Цвет. Захватывающее путешествие по оттенкам палитры (Финли) - страница 190

Большинство слушателей были шокированы и согласились с его призывом провести расследование. Но доклад доктора Тюдихума[176] позволил всем присутствующим в зале в тот вечер понять, почему, несмотря на все опасности и предупреждение изобретателя, краска на основе мышьяка продолжала использоваться в течение ста лет. Тюдихум заявил, что Карр просто паникует. Он сказал, что его глаза радуются виду «прекрасной яркой мышьяковой бумаги», и, когда он смотрит на «отвратительные серые, омерзительные коричневые и ужасные желтые краски, сделанные без мышьяка», он не может не думать о том, что не такие обои он хотел бы видеть у себя в комнате.

Эту любовь к зеленому цвету, столь безыскусно выраженную доктором Тюдихумом, разделяли многие художники, ведь зеленый во многих отношениях самый «естественный» цвет на свете. В конце концов, большая часть окружающего мира (по крайней мере те ее части, которые не покрыты морем) зеленая. Тем не менее художникам было трудно воспроизвести его в своих работах, и этот самый «органический» из цветов – цвет травы, деревьев и полей – на самом деле часто традиционно делался с помощью металла или, если говорить более точно, с помощью коррозии металла.

В справочнике Ченнино было четыре предложения по созданию цвета молодой весенней зеленой поросли, сияющей под ярким тосканским солнцем. Помимо рецептов смешивания различных желтых красок с различными синими в его палитре был один натуральный, один «наполовину натуральный» и один искусственный зеленый колер, и все они, как и опаснейший рецепт Шееле, содержали медь.

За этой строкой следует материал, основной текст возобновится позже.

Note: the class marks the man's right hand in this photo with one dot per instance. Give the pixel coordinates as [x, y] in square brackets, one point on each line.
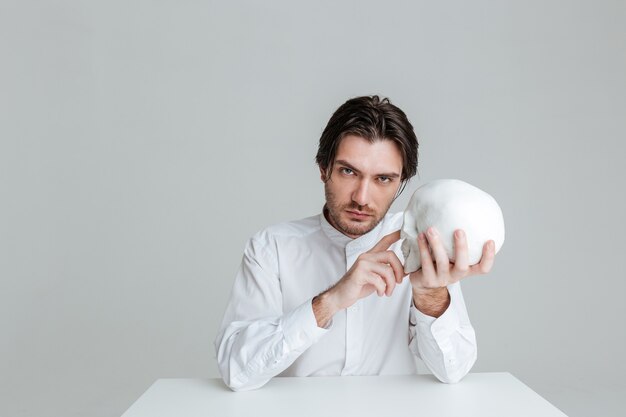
[378, 270]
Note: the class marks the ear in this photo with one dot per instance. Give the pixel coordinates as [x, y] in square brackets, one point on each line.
[322, 174]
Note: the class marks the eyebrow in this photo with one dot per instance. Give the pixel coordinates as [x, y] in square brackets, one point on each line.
[384, 174]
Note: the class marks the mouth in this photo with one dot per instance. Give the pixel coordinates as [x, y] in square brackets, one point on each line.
[358, 215]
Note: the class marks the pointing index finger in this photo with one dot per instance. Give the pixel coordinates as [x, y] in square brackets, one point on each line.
[384, 243]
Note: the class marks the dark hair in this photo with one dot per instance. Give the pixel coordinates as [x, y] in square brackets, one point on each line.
[373, 119]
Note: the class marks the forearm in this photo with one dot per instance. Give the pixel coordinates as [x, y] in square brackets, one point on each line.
[447, 344]
[432, 302]
[250, 353]
[324, 309]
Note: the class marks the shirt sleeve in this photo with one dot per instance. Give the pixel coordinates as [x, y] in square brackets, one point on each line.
[446, 344]
[257, 340]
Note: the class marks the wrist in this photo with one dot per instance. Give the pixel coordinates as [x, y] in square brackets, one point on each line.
[324, 308]
[431, 301]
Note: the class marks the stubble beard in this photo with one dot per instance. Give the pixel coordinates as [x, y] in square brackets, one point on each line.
[336, 210]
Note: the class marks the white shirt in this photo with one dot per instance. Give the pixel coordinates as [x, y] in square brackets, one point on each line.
[269, 328]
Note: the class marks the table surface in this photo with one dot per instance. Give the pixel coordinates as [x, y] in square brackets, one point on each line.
[478, 394]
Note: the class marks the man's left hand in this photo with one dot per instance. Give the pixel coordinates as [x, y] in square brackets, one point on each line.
[430, 281]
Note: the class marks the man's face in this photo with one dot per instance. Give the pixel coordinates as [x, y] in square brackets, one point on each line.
[364, 181]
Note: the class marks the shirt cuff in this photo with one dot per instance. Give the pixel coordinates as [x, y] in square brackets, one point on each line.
[300, 327]
[442, 327]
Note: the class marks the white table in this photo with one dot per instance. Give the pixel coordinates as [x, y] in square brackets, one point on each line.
[478, 394]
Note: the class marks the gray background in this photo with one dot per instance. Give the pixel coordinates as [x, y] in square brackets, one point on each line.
[143, 142]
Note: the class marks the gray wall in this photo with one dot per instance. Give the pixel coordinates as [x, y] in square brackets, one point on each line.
[143, 142]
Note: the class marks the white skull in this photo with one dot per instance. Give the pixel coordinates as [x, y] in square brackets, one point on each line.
[448, 205]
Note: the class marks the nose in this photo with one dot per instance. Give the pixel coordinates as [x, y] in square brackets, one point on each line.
[361, 194]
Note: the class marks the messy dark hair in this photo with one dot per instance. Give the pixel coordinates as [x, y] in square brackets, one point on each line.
[374, 119]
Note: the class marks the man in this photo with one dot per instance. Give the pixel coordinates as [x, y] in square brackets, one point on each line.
[327, 295]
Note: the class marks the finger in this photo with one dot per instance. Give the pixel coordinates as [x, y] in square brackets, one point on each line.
[389, 257]
[461, 257]
[487, 259]
[439, 253]
[428, 269]
[378, 282]
[386, 273]
[384, 243]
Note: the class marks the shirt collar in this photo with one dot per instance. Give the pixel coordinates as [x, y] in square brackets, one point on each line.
[364, 242]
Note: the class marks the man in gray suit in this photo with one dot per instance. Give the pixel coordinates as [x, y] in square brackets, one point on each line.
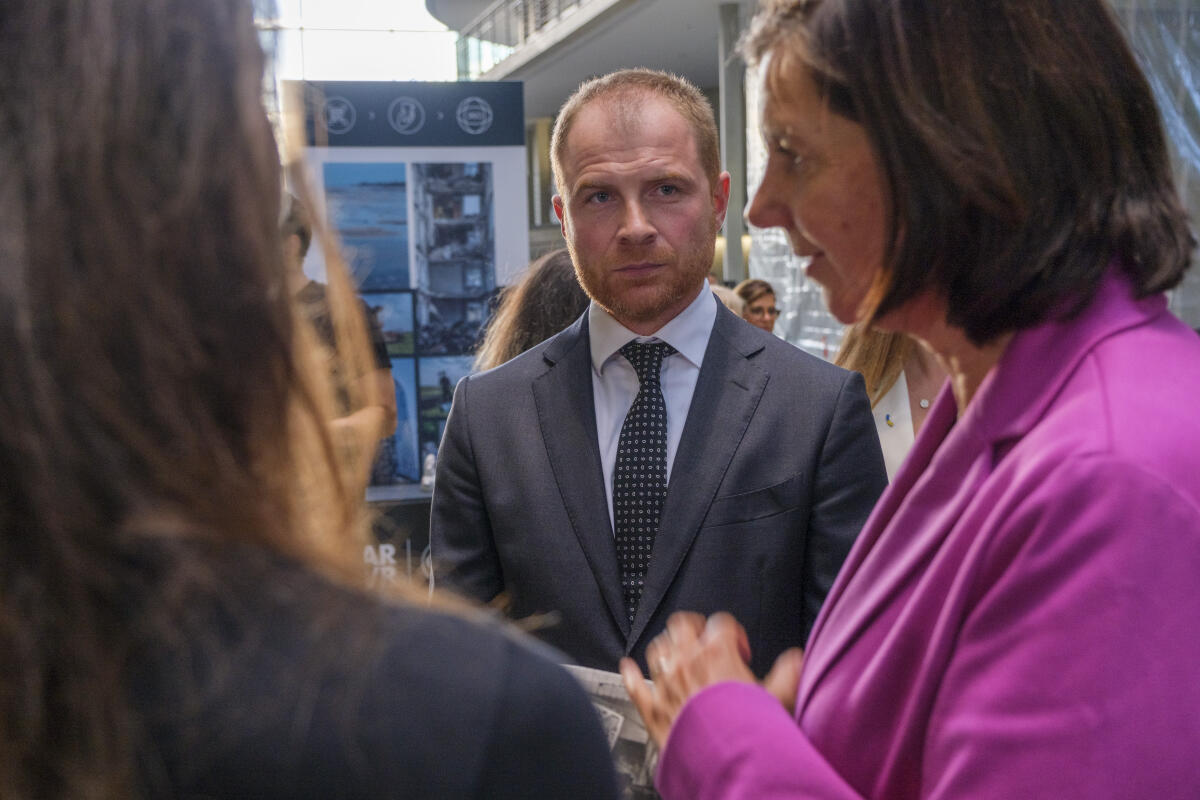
[559, 488]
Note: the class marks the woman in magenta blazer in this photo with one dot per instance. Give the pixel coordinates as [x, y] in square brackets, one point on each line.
[1020, 617]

Может быть, они и не были ядовитыми, но и совершенными тоже не были.

Естественный землистый зеленый цвет назывался terre-verte и был особенно хорош для создания «европейского цвета кожи»[177] – с последующим нанесением поверх нее известковой белой краски и киновари[178]. «Полуестественной» зеленой краской на палитре Ченнино был малахит – минерал, найденный в медных рудниках вместе со своим двоюродным братом, голубым азуритом, и названный verde azzurro – сине-зеленым. Кажется странным называть этот основной карбонат меди «наполовину» природным: в конце концов, его можно найти полностью сформированным в земле, если знать, где искать. Но Ченнино жил в мире алхимиков, так что для него малахит был алхимическим камнем, полученным с помощью взрыва земли, и, следовательно, не находился в строго «естественном» состоянии. Ченнино предупредил, что малахит должен быть растерт в грубый порошок, «потому что, если вы будете растирать его слишком сильно и долго, он станет тусклого пепельного цвета». Плиний считал малахит чудесным, потому что тот мог защитить от злых духов. Даже до конца XVIII века в Германии его называли шрекштайном или страшным камнем и использовали для устрашения демонов. Вероятно, древние египтяне были первыми, кто использовал малахит в качестве пигмента: они наносили его на свои картины, а также на веки. Из него получались довольно бледно-зеленые тени для век (если только малахит не был слишком сильно размолот), но также считалось, что он – наряду с черной сурьмой – защищает глаза от яркого солнца. Таким образом, малахит стал самыми ранними «солнцезащитными очками» цивилизации, представителям которой просто нравились яркие оттенки.